New MA-ProofBench Benchmark Evaluates LLM Theorem Proving in Advanced Math

Lushi Pu, Weiming Zhang, Xinheng Xie, Zixuan Fu, Bingxiang He, Hongya Lyu, Xin Li, Jie Zhou, Yudong Wang· June 15, 2026 View original

Summary

A new benchmark, MA-ProofBench, has been introduced to evaluate Large Language Models' (LLMs) ability to perform formal theorem proving in mathematical analysis. It features 200 formalized theorems across two difficulty levels, revealing that even top LLMs like GPT-5.5 perform poorly, highlighting significant gaps in formal reasoning.

Researchers have developed MA-ProofBench, the first formal theorem-proving benchmark specifically designed for mathematical analysis. This benchmark addresses a critical gap in existing evaluation tools, which often focus on easier-to-formalize areas like algebra and number theory. MA-ProofBench comprises 200 formalized theorems, spanning six core topics and 27 subcategories, including complex analysis and measure theory. The problems are categorized into two difficulty levels: an undergraduate level (Level I) and a Ph.D. qualifying level (Level II), each containing 100 problems. The creation process involved human-led, LLM-assisted formalization, followed by independent expert review to ensure mathematical fidelity. Evaluations of various general-purpose reasoning models and formal theorem provers on MA-ProofBench showed limited success. Even the highest-performing model, GPT-5.5, achieved only 16% Pass@8 on Level I and a mere 5% on Level II, with most other models scoring near 0% on Level II. Analysis indicated that "Mathlib hallucinations" and incomplete proofs were primary failure modes, underscoring a significant disparity between informal and formal mathematical reasoning capabilities in current LLMs.

Why it matters

This benchmark provides a crucial tool for assessing and advancing the formal mathematical reasoning capabilities of AI, which is essential for developing more reliable and trustworthy AI systems in scientific and engineering domains. Professionals can use these findings to understand current LLM limitations in complex logical tasks.

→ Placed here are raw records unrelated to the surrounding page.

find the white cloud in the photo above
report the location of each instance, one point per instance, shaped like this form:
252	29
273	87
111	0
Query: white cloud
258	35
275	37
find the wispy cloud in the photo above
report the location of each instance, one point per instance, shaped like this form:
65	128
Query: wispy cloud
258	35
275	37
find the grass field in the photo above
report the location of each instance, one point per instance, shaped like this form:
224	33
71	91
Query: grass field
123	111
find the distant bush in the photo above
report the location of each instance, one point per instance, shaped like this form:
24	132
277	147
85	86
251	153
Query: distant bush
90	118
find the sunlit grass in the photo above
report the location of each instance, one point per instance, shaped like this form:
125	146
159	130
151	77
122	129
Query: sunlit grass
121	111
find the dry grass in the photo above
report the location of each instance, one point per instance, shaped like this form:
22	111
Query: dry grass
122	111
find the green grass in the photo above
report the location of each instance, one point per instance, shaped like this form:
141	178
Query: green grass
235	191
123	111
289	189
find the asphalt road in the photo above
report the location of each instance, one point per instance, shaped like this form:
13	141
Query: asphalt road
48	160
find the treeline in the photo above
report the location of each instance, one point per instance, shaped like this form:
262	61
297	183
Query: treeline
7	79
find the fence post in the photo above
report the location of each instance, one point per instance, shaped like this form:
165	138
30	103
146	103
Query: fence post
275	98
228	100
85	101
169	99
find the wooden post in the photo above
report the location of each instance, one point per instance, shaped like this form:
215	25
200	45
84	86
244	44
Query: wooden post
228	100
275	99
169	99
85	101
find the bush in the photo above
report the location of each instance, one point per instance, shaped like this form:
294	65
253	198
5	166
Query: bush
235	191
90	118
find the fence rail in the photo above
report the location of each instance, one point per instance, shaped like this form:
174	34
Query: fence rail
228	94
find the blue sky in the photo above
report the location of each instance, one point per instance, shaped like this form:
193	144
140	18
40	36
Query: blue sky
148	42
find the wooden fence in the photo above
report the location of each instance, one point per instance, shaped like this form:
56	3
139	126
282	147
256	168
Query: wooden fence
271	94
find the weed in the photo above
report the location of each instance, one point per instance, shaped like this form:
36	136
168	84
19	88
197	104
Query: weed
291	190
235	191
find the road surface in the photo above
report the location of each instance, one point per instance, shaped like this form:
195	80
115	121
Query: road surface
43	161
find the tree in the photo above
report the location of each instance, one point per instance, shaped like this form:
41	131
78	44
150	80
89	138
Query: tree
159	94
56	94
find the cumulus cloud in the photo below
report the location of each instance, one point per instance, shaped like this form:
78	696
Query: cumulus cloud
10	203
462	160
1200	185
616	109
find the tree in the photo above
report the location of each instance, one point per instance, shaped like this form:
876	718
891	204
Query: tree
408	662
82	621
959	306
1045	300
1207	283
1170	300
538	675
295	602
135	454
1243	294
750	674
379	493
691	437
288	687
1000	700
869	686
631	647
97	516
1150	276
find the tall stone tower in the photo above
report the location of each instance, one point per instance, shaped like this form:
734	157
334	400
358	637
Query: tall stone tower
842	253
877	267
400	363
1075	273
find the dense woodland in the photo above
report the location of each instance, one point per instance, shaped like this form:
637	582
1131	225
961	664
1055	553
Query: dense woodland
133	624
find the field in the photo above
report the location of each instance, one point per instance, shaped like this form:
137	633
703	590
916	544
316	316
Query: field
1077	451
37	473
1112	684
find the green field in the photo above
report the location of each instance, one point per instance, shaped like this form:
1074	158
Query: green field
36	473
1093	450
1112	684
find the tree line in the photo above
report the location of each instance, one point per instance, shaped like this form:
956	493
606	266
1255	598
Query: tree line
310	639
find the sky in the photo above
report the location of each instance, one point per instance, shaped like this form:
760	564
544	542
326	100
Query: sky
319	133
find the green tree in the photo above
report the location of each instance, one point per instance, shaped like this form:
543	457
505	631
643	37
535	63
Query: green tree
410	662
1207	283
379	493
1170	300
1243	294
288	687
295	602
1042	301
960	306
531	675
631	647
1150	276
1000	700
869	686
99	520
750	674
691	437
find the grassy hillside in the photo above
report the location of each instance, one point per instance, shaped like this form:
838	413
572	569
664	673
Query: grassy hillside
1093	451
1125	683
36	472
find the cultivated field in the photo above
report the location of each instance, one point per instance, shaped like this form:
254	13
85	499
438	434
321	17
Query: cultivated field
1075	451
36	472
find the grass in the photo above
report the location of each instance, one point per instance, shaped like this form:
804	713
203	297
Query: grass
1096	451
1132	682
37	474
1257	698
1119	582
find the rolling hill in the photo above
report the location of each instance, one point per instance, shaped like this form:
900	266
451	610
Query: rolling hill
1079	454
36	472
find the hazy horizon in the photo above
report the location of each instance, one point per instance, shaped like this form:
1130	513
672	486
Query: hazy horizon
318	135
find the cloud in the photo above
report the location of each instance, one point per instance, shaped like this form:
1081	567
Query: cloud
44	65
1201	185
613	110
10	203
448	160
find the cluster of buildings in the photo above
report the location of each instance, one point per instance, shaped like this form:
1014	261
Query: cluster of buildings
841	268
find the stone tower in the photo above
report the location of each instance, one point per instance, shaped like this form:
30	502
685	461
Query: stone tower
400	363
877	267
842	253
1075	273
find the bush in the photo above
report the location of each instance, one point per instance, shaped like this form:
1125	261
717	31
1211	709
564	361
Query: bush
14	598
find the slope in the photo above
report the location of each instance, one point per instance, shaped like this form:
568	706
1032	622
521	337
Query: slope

How to implement this in your domain

1Review MA-ProofBench to understand the current limitations of LLMs in formal mathematical reasoning.
2Integrate formal verification techniques into AI development workflows for high-stakes applications.
3Investigate methods to reduce "Mathlib hallucinations" and improve proof completeness in AI-generated formalizations.
4Collaborate with mathematicians to develop more robust training data and evaluation metrics for advanced AI reasoning.

Who benefits

AI ResearchSoftware EngineeringAcademiaScientific Computing

Key takeaways

MA-ProofBench is the first formal benchmark for LLM theorem proving in mathematical analysis.
Current LLMs, including GPT-5.5, perform poorly on advanced mathematical formal reasoning tasks.
Key failure modes include "Mathlib hallucinations" and incomplete proofs.
The benchmark highlights a significant gap between informal and formal reasoning in LLMs.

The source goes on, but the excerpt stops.